Google's Gmail service suffered its second outage this month Thursday. The problem was unrelated to Tuesday's two-hour outage at Google News, the company said.
A problem with Google Contacts on Thursday caused many Gmail users to experience slow responsiveness and degraded service for about an hour, Google explained in an e-mail.
"Mail was back to full speed for everyone around 8 a.m. Pacific, and the issue affecting contacts was resolved shortly after," a Google spokesperson said. "We're sorry for the inconvenience. As usual, we'll provide an incident report on the Apps Status Dashboard, where we also gave ongoing status updates as this issue progressed."
Great Public Scrutiny
What makes these Gmail issues notable is not just that they occur, but that they occur under great public scrutiny -- and that's related to cloud computing, noted Google spokesperson Andrew Kovacs.
"Glitches in the cloud don't happen behind closed doors -- you hear about them, whether they're affecting 10 users or 10,000," Kovacs said. "In contrast, when on-premises servers go down -- which they do every day, and more often than the cloud -- the world doesn't know about it."
Google's visibility certainly makes a big difference, noted Gartner Vice President and Distinguished Analyst John Pescatore. However, any service that starts out targeting consumers and later tries to encompass business customers can expect to run into such problems, he said.
"When they start out as consumer services, delivering a quick response may be more important than availability," Pescatore said. "Google has a world-class infrastructure, but clearly has more to do" when it comes to supporting the needs of big businesses.
Google said late last year that its Gmail service had been available more than 99.9 percent of the time -- for everyone, both consumers and business users -- during the previous 12 months. And despite Thursday's service interruption, Kovacs said this figure is still generally accurate.
Not Good Enough
Pescatore said 99.9 percent availability may be fine for universities and some cities, and even equal to what they had when they ran their own systems internally. "But when you look at big enterprises -- the Fortune 500 types -- this is probably not good enough," Pescatore said.
Google attributed its Gmail outage on Sept. 1 to the inadvertent overloading of the company's request routers -- servers which direct web queries to the appropriate Gmail server for response.

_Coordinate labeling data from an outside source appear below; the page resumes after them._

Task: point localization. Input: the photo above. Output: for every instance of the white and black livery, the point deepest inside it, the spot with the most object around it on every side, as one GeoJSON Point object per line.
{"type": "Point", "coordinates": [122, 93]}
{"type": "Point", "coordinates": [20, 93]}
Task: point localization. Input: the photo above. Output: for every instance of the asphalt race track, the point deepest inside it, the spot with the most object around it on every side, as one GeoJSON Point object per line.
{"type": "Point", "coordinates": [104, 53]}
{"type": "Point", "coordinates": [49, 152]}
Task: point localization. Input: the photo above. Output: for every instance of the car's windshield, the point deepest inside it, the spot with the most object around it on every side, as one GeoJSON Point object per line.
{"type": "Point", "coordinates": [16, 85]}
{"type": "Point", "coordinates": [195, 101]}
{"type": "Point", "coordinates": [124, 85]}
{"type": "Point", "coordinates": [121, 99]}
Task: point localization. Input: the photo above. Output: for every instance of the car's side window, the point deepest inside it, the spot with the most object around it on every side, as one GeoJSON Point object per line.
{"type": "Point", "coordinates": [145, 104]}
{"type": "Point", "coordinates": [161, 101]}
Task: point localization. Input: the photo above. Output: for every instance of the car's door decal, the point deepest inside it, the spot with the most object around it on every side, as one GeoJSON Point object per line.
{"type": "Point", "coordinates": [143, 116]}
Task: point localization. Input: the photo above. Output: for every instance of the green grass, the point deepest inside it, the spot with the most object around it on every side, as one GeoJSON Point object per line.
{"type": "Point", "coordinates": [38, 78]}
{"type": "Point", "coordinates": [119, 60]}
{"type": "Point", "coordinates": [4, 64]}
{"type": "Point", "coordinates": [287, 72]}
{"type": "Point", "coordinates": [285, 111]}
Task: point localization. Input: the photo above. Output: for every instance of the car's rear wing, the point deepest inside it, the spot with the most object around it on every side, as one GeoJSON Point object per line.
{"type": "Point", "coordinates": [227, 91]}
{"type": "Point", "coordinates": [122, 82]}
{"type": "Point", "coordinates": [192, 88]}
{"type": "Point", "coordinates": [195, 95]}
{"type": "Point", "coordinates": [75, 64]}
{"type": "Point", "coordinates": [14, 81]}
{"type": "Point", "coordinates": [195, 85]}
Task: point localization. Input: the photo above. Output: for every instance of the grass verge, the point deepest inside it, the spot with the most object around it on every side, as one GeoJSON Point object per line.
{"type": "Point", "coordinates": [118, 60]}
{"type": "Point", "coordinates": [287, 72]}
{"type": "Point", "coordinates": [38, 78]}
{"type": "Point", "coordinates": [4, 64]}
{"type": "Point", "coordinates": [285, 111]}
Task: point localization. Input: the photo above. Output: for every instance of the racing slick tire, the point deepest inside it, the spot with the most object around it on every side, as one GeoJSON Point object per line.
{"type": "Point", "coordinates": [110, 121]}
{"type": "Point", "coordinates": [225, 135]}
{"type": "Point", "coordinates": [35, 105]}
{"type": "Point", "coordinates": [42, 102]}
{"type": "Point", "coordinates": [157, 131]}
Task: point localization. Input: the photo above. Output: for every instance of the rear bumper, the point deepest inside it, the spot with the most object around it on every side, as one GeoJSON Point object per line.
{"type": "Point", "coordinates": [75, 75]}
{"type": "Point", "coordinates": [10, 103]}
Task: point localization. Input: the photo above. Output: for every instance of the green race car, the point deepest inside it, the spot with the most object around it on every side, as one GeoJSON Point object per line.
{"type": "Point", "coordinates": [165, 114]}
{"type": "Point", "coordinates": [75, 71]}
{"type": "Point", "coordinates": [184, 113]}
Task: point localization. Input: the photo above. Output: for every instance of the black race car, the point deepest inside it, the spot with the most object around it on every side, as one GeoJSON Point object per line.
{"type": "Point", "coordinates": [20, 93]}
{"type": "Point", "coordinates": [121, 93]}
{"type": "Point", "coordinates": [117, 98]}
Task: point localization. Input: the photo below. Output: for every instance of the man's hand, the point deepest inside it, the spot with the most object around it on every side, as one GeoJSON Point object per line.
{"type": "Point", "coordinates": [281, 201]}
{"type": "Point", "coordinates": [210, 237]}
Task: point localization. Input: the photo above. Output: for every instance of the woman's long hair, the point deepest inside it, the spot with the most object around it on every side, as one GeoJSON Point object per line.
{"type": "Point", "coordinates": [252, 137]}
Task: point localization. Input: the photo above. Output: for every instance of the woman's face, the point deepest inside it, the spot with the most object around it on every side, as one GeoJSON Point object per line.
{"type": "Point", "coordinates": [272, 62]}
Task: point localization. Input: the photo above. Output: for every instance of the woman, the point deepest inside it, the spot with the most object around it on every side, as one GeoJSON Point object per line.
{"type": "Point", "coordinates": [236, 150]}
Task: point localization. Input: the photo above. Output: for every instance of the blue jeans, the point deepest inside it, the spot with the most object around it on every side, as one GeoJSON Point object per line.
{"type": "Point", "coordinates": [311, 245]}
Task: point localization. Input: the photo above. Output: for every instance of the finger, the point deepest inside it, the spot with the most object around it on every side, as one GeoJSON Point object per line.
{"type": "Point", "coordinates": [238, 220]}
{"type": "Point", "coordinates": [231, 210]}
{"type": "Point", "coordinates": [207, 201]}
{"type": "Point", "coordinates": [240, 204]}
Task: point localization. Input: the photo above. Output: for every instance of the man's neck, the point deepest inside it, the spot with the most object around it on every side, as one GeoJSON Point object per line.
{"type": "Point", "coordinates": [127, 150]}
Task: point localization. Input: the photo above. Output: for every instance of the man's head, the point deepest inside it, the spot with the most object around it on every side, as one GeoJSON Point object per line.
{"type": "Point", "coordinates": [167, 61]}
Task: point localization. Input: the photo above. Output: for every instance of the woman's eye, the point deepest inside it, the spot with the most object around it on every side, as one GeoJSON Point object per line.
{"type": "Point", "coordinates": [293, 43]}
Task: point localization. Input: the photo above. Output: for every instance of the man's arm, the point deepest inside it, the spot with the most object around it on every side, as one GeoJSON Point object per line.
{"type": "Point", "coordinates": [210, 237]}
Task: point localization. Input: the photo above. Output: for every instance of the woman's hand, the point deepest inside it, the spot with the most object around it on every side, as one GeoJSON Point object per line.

"We've turned our full attention to helping ensure this kind of event doesn't happen again," said Google Vice President Ben Treynor, who is also Gmail's site reliability czar. "Some of the actions are straightforward and are already done -- for example, increasing request router capacity well beyond peak demands to provide headroom."
However, outages can be caused by a number of other factors, Pescatore observed. "Sometimes it's the way that software updates are done"; in other cases "it will come from denial-of-service attacks," Pescatore said.
Gartner tells businesses that they need to know what their own service-level agreement (SLA) is internally, "so when they start looking to move to an external provider, they'll know exactly what they need," Pescatore said.
If Google wants to meet their SLA requirements, it will have to "look at how much investment it needs to make and then see if the additional revenue it expects to generate from large enterprises justifies the expense," he said.